Salute

Zucchero: nuovo nemico numero 1

Il dentista americano Cristin Kearns Couzens non poteva credere alle sue orecchie. Durante una conferenza odontoiatrica a Seattle fu sorpresa che nessuno degli esperti invitati menzionasse caramelle e bevande analcoliche come cibi dannosi. Li indica. "Nessuno studio dimostra che lo zucchero danneggia la salute", rispondono. Davvero? "Questa risposta mi ha scioccato", ha detto, "ho lavorato per anni con clienti a basso reddito che sono stati particolarmente colpiti dalla carie, quindi come potrebbe una tale negazione essere spiegata da eminenti specialisti? "

Incuriosito, decide di indagare. Quello che non sa è che questa domanda posta nel 2007 l'avrebbe condotta al centro di una storia come un romanzo spionistico. E a anni di indagini - in particolare venti mesi intensivi. Scopre il vaso di rose: l'industria dello zucchero usa le stesse tattiche utilizzate dalle compagnie del tabacco 30 anni fa per nascondere i pericoli del tabacco. In file polverosi, il dentista trova strategie per influenzare l'opinione pubblica e i memo che spiegano come bloccare le raccomandazioni nutrizionali (dallo stato, da organismi internazionali) che ne limitano il consumo. Peggio ancora, la lobby dello zucchero sta finanziando i ricercatori per ridurre la reputazione dannosa degli alimenti zuccherati, ad esempio mettendo in discussione il legame tra diete ad alto contenuto di carboidrati e diabete di tipo 2, una malattia esplosa in Nord America. Nord.
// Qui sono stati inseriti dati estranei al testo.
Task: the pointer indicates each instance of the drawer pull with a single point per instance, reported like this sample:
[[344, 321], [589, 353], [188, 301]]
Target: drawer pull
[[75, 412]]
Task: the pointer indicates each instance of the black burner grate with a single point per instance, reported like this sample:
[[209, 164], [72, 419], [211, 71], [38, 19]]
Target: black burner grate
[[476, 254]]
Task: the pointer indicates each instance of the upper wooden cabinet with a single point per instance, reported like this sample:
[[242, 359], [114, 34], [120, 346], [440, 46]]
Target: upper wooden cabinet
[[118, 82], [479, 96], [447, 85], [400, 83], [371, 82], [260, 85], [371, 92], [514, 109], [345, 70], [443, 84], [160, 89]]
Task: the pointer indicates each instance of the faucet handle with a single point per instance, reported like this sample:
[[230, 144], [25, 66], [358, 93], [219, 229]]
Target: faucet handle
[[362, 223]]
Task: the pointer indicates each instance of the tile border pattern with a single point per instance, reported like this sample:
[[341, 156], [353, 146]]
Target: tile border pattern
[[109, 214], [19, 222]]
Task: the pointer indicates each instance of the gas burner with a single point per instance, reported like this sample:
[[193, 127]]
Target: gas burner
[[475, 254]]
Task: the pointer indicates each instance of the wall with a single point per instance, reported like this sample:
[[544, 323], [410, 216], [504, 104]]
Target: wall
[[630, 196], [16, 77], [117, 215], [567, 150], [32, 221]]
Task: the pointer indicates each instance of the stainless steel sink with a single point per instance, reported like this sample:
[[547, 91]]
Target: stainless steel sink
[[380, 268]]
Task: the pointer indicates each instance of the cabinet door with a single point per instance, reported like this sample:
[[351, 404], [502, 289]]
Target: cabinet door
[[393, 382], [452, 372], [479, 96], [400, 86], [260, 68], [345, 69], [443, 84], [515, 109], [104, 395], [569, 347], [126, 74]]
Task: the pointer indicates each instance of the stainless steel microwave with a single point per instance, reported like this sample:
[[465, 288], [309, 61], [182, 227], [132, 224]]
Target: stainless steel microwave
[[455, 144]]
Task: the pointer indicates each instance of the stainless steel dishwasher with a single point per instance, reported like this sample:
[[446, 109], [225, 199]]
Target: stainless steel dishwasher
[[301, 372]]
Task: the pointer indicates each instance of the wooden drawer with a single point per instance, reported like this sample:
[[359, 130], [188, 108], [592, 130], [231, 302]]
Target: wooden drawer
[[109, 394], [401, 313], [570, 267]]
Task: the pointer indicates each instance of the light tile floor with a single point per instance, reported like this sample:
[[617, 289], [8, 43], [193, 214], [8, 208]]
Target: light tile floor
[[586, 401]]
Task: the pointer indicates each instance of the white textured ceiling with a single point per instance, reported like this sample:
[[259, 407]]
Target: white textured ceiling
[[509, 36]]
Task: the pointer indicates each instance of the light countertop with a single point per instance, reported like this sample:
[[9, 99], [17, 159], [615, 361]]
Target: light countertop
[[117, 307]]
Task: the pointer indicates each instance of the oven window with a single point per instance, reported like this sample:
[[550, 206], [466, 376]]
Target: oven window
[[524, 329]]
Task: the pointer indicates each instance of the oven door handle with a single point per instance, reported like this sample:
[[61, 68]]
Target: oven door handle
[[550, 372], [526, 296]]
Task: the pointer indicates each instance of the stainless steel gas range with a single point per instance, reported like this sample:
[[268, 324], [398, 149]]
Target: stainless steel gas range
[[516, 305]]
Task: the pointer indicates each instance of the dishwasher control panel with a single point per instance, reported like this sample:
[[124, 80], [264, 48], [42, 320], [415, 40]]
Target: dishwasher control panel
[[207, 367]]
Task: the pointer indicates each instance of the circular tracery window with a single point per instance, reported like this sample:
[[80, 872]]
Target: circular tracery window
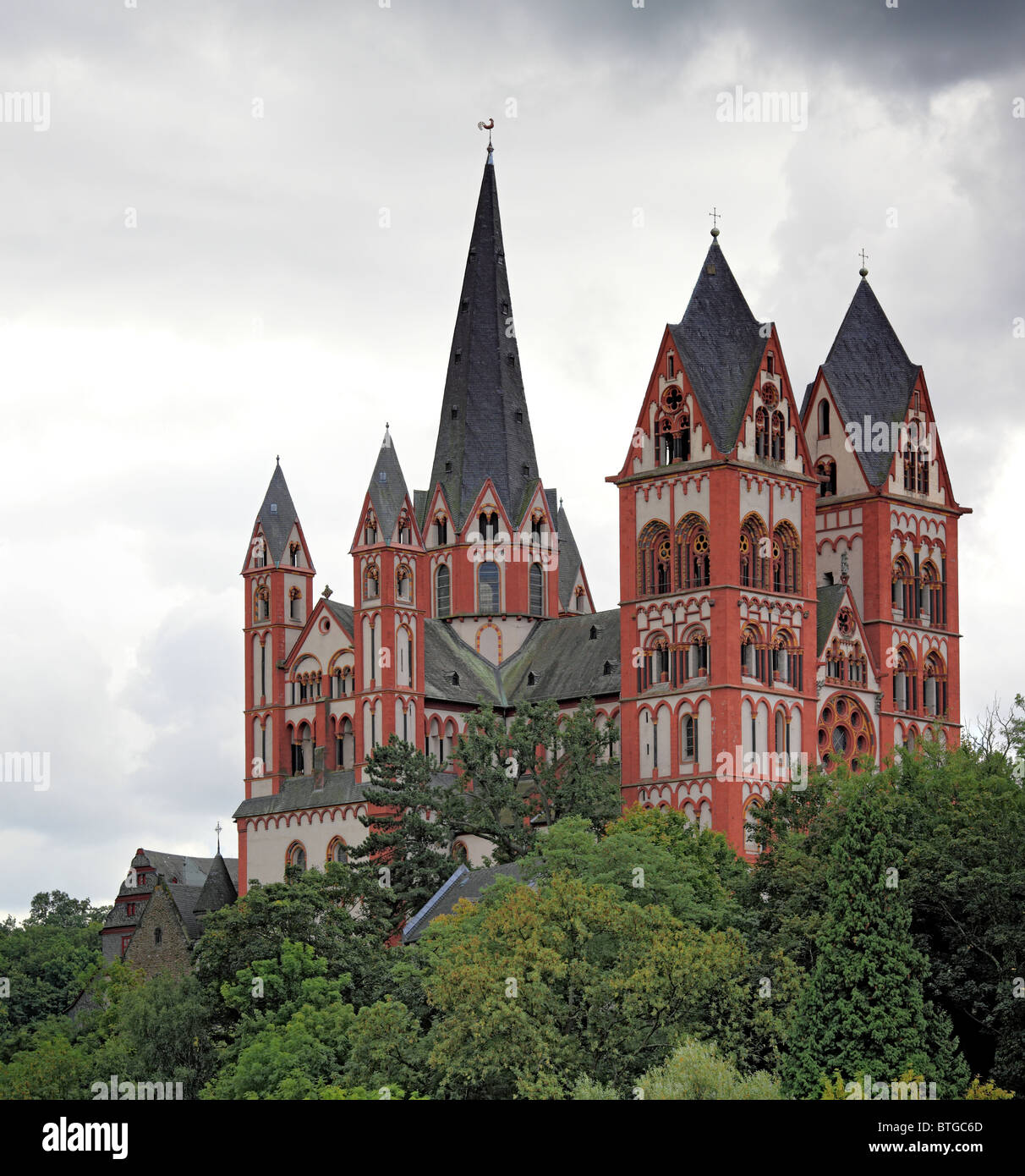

Nel 2012, Cristin Kearns Couzens, in collaborazione con il divulgatore scientifico Gary Taubes, presenta i risultati della sua ricerca sulla rivista Mother Jones. I media americani sono interessati. Ma le cose sono cambiate? "Non proprio", sospira il consulente alle università di Washington e Colorado, "abbiamo bisogno di aumentare il numero di studi supportati da fondi pubblici per smascherare quelli sponsorizzati dall'industria, ma ci vorrebbe un sacco di soldi ..." A dicembre Nel 2013, i ricercatori spagnoli e tedeschi che hanno esaminato 17 studi sulle bevande zuccherate e sull'aumento di peso hanno ottenuto risultati sorprendenti. La loro ricerca ha rilevato che l'83% degli studi indipendenti ha confermato un legame, mentre l'83% di quelli finanziati dall'industria dello zucchero è giunto alla conclusione che non vi erano prove sufficienti per dimostrare un'associazione tra i due fattori. . "Questo è un buon modo per creare confusione", afferma il dott. Michel Lucas, ricercatore di epidemiologia presso il CHU de Québec, "Come vuoi che le persone si incontrino?"

Cattivo per le arterie
L'industria dello zucchero può fare qualsiasi cosa per migliorare l'immagine del suo prodotto, accumulando prove incriminanti. I grandi consumatori di cibi e bevande zuccherati hanno una probabilità tre volte maggiore di morire di malattie cardiovascolari, hanno detto i ricercatori del Centro per il controllo e la prevenzione delle malattie di Atlanta a febbraio. Questi risultati provengono dal National Health and Nutrition Examination Survey, un sondaggio di 14 anni di 43.000 persone. "Si credeva che lo zucchero contribuisse solo indirettamente alle malattie cardiovascolari, promuovendo l'aumento di peso e il diabete, ma ci sbagliavamo", afferma il Dr. Martin Juneau, capo del dipartimento di prevenzione presso l'Heart Institute. Montreal. Perché il furfante attacca le arterie direttamente, anche nelle persone magre. "Gli zuccheri aggiunti stimolano la produzione di una forma particolarmente tossica di colesterolo cattivo (LDL denso), che penetra più facilmente nelle pareti dei vasi sanguigni e promuove l'aterosclerosi", aggiunge il cardiologo.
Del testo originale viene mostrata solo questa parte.